眼看着马车一路剧烈颠簸,失控地向前冲去,耳边风声呼啸而过,宋蝉紧紧抓住车内的扶手,还未等她反应过来,马车已跃出山路,直直冲向前方那道无尽的山崖。
第62章
马车在崎岖的山路上疾驰, 眼看就要坠落山崖。
千钧一发之际,不知何处飞来一只短刀。瞬息之间,寒光如闪电掠过,精准地斩断了缰绳。
伴随着一道刺耳的嘶鸣, 马匹坠入深渊, 载着宋蝉的后半截车厢则在惯性驱使下继续向前冲去。
一阵天旋地转, 眼前的景象瞬间与宋蝉记忆中的某个瞬间重叠——那一次,她也是这样坠崖,但那时有陆湛在身边。

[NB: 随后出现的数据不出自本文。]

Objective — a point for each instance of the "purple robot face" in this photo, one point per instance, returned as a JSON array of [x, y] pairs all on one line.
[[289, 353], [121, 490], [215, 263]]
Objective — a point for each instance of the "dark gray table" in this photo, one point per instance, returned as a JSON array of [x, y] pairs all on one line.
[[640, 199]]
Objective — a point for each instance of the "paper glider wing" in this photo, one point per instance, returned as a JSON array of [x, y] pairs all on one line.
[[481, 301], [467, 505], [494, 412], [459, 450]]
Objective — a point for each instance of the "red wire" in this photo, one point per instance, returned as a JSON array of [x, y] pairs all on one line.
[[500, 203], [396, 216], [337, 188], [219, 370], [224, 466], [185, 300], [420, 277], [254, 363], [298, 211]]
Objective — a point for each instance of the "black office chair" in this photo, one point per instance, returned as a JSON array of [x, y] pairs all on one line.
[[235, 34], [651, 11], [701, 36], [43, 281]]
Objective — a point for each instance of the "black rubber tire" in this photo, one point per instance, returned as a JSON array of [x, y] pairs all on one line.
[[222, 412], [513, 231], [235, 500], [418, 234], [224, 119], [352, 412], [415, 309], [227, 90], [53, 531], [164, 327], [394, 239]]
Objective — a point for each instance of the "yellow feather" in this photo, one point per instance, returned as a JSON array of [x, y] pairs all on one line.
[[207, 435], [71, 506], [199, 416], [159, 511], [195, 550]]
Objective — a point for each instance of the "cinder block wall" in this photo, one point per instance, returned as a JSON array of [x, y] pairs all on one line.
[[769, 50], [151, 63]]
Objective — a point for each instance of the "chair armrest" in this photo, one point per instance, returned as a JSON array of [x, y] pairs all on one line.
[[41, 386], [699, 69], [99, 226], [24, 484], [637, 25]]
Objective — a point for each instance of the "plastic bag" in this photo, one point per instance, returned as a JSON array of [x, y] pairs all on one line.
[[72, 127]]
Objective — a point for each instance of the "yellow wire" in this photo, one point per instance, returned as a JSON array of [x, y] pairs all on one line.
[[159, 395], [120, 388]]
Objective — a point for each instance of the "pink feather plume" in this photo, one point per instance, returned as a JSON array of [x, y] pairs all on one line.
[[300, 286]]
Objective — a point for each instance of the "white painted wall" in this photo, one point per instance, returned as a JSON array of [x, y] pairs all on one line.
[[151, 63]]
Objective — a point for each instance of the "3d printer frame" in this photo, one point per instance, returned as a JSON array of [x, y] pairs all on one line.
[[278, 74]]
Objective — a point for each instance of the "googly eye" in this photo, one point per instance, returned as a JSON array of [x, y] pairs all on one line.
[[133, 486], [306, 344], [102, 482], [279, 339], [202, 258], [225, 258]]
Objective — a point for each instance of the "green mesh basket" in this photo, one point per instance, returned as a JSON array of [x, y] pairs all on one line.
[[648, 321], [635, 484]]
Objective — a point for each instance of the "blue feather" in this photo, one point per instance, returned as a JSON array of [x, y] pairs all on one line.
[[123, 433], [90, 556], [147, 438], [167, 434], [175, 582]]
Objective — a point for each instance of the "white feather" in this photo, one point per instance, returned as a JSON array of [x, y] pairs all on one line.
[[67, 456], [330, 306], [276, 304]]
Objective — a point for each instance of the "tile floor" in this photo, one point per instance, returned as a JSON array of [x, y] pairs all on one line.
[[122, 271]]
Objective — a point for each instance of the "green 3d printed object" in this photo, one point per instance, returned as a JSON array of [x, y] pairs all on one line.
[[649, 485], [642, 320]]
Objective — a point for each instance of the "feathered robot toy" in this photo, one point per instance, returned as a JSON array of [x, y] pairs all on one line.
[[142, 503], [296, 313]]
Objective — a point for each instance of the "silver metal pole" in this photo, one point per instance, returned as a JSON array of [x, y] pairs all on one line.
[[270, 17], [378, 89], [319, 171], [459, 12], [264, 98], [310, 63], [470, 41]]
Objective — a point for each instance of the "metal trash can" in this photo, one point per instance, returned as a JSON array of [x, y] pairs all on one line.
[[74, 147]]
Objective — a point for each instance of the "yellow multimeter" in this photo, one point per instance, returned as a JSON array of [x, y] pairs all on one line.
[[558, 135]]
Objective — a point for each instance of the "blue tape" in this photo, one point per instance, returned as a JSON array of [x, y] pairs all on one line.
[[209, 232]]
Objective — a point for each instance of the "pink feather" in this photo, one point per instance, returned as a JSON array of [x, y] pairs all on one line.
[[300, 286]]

他右手紧紧攥住宋蝉,仅靠左臂作支撑, 一路跌下来, 左臂被岩壁摩擦得血肉模糊,却始终没有松开她的手。
可这次, 却只有她独自面对了。
车厢重重撞上山崖边缘, 终于得以停下。也是此时, 宋蝉的额角骤然撞上车壁, 眼前一黑,意识逐渐模糊。
……
“姑娘, 醒醒,你没事吧?”
宋蝉是被这道温和的女声叫醒的。
她艰难地睁开眼, 视线模糊了片刻才逐渐清晰。
映入眼中的是一张和善朴实的脸,眼前妇人约莫四十左右的年纪, 明澈的眼神透着关切。
宋蝉想要坐起来,却感到下半身传来一阵剧烈的钝痛,仿佛有磨得极其锋锐的刀尖剜着骨头。
她低头看向双腿,右腿只是些擦伤,左腿却摔得惨不忍睹。
中裤被岩壁上的树枝刮裂, 露出半截的小腿上满是血迹,伤口深可见骨。她试着动了动,顿时痛得倒吸一口冷气,眼泪不受控制地涌了出来。
“姑娘,使不得,你的腿伤了,可不能乱动。”妇人连忙按住她的肩膀,语气中带着几分焦急。
宋蝉忍痛点了点头,目光扫视四周。
她依稀记得,这还是红林谷的某处,但具体位置却无从判断,四周荒无人烟,连鸟鸣声都显得稀稀落落。
她的目光再次落回那妇人身上。
农妇穿着一件洗得发白的粗布衣裳,袖口磨得起了毛边。妇人按在她胳膊上的手布满了老茧和皲痕,显然是常年劳作的痕迹,脸上的神情亦带着几分局促和审度,似乎不习惯与她这样城里来的陌生人打交道。
她从前并未听过红林谷里还住着人家,但好在眼前这名妇人看起来并无恶意。
况且眼下这境地,哪怕来的是个壮年汉子,她也得硬着头皮找人求救。
宋蝉摸遍身上,发现腰间的钱袋子早已不知去向,腕上的金缠丝玉镯也碎成了两截,唯有鬓间那枚金簪还完好无损。
宋蝉果断将发间金簪拔下,强硬递到农妇手中。
“大姐,我的腿应是断了,能否请你帮我寻个地方安置一晚,再请个大夫替我瞧瞧?这金簪先当作定金,若之后我的家人能寻过来,定会重金酬谢。”
这话既是恳求,也是有意透露给妇人她的家境。
她一个孤身女子陷落荒山野岭之间,最怕的就是有人起了坏心思,将她随意发卖,甚至谋财害命。